Karin had tickets for an outdoor film screening in Meeting House Square. HiNotes was only a short distance from the square and she was waiting for him when he arrived. After the screening, they walked through Temple Bar. They stopped to buy ice cream and listen to buskers. Her heels were high, treacherous on the cobblestones, he thought, but she walked gracefully, her arm lightly linked in his. He still found it difficult to be with her in public.
What if Nadine saw them together? She could be out with friends from the magazine, sitting by a restaurant window watching the crowds passing by. What would she say… do… should such an encounter occur? Would she feel betrayed? And, if so, why? Broken friendships happened all the time. Ali’s childhood had been dominated by the drama of fallouts and make-ups. Karin had given him a glimpse of the fractures that had ended their friendship. A summer of discontent, spoiled by their infatuation with the singer in the band. He had laughed self-consciously when she hinted that he was the reason for the jealously that had pulsed between them. Was it that memory that had caused Nadine’s face to flush with such unguarded animosity the night she discovered Karin’s business card? Women. Jake shook his head. He would never understand the elephantine nature of their memory cells.
The following morning when he returned to Sea Aster Nadine had dropped her reply about Eleanor’s conference through his letterbox. It consisted of two words, heavily underlined. No way!
Chapter 24
Nadine
It’s after one in the morning when my mobile phone rings. The number is unfamiliar, the female voice clipped with authority. She’s calling from Emergency in the Mater Hospital. Eleanor Saunders has been admitted by ambulance after suffering ‘a sudden turn.’ The nurse is unable to contact Jake and I’m second on the list of Eleanor’s next of kin.

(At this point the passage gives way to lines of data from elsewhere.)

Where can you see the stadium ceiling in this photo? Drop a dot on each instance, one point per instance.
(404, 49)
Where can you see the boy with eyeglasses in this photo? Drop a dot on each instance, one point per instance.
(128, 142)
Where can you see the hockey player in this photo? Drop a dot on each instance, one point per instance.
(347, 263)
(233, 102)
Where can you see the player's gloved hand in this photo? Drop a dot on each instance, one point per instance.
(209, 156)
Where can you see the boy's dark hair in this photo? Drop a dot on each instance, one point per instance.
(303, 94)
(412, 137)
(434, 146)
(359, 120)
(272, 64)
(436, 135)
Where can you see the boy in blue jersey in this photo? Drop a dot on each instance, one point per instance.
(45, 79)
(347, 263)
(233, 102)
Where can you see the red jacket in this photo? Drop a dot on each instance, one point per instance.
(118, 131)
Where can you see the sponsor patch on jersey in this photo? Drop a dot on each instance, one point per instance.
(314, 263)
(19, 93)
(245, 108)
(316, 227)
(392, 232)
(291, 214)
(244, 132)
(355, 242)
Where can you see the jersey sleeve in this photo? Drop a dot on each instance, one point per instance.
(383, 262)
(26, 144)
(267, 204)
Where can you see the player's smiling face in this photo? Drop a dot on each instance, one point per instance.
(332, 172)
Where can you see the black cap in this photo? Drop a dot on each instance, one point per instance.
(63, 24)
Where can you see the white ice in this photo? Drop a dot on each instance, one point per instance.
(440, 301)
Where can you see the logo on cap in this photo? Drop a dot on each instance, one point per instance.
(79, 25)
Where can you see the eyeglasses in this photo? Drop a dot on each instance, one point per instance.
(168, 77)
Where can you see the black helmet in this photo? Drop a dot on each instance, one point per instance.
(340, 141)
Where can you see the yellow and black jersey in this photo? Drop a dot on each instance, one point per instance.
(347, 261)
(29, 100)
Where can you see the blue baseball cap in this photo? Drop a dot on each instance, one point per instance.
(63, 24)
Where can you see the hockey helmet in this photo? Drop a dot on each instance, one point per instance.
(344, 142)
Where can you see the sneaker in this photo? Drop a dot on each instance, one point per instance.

I’ve never known Eleanor to be ill. Her redoubtable nature is capable of scaring off the most persistent germs. What does ‘a sudden turn’ imply? And where is Jake? His van is missing…as usual. I leave a message on his mobile and drive to the hospital. Eleanor is still on a trolley in Emergency, ashen-faced, her voice muffled behind an oxygen mask.
‘Such a fuss about nothing.’ She pulls the mask aside and squints at me. Her lips are drained of colour. ‘It’s a total overreaction. Where’s Jake?’
‘I don’t know. What happened to you?’
‘A touch of indigestion. I called my doctor. Before I knew what he was doing there was an ambulance outside. I’m furious with him.’